Apartment Level Distribution: Apartment areas vary between 50 and 160 square metres, with most apartments within 90 to 110 square metres. The number of nodes, which represents the number of spaces per apartment, ranges from 2 to 30, with 7 being the most frequent.

4.2. Dataset Analysis

Figure 21 and Figure 22 provide a summary of the distribution of the primary functions within the study sample.

Figure 21 provides information about the distributions of the node functions in the dataset, with the chart on the left illustrating the number of nodes and the chart on the right showing the total gross area of the spaces. Overall, these charts indicate that bedrooms are both the most numerous and occupy the greatest total area in this dataset, as expected, with living rooms also occupying a consistently substantial area.
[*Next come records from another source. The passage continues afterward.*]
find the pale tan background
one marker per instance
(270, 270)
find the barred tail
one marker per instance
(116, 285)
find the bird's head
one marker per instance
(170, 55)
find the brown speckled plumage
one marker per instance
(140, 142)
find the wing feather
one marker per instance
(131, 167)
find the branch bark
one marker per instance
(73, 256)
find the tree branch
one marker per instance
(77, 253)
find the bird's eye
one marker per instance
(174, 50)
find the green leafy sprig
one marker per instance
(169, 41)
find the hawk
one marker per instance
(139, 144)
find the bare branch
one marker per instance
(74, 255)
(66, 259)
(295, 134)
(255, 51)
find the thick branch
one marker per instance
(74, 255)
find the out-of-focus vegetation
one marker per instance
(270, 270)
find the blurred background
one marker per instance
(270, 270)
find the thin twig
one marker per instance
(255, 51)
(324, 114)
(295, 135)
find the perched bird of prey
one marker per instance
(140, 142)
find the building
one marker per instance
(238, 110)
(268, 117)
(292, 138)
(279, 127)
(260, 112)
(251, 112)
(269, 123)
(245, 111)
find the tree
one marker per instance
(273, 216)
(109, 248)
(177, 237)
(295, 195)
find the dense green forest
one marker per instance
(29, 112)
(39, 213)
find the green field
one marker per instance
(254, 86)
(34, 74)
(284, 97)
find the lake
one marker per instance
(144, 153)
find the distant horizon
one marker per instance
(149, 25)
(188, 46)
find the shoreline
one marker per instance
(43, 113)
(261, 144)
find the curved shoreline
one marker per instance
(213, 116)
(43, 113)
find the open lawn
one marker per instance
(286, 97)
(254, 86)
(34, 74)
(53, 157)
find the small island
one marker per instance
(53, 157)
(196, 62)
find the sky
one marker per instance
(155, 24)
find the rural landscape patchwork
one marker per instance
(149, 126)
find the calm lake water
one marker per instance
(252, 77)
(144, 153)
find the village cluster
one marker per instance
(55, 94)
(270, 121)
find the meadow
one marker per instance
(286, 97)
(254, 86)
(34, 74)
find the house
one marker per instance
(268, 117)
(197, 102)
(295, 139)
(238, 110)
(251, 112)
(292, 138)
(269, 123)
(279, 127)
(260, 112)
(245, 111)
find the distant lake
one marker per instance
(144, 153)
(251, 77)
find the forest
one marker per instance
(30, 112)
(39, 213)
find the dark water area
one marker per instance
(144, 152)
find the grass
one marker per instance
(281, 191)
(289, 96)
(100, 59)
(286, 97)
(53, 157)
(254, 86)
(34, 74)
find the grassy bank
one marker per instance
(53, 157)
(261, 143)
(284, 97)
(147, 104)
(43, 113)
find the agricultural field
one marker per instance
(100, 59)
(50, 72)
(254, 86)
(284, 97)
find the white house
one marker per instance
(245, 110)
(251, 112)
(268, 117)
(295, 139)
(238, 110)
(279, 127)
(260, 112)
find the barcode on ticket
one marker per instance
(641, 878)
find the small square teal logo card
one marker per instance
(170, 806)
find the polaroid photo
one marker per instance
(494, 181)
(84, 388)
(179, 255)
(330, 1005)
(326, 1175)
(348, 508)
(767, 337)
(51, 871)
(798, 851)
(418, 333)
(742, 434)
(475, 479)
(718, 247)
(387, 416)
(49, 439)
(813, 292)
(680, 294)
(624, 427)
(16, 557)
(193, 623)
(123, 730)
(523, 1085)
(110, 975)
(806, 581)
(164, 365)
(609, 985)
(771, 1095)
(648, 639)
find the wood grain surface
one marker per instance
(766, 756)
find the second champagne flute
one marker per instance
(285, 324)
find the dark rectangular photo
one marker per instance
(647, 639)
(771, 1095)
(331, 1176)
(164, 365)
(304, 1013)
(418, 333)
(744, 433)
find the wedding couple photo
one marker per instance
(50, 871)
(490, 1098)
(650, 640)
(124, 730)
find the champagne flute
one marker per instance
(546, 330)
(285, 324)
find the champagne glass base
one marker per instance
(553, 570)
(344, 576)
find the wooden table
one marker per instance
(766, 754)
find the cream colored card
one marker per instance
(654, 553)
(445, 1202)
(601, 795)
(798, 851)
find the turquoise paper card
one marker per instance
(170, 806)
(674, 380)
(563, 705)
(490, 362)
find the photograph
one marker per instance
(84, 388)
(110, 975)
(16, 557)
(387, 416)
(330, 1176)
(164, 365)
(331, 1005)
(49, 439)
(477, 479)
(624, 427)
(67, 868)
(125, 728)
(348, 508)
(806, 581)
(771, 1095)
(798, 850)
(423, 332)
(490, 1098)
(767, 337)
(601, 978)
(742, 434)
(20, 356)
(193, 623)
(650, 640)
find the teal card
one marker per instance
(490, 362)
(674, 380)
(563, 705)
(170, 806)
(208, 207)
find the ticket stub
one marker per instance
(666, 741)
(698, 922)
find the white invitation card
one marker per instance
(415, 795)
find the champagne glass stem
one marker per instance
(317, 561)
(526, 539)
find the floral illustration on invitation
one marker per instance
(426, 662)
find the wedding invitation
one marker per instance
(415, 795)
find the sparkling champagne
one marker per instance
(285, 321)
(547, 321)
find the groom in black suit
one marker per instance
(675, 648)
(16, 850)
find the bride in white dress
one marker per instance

The number of living rooms, toilets and kitchens is almost equal to the number of apartments analysed, suggesting that nearly every apartment includes one toilet and one kitchen.

Figure 22 shows the apartments’ distribution of bedrooms and living rooms, indicating that most apartments in the dataset have two or three bedrooms. The bedroom areas typically range from 10 to 25 sqm of gross area, with a peak at approximately 18 sqm, while living room areas generally range from 14 to 29 sqm, peaking at around 21 sqm. Few outliers are observed at either the smaller or larger end of these distributions.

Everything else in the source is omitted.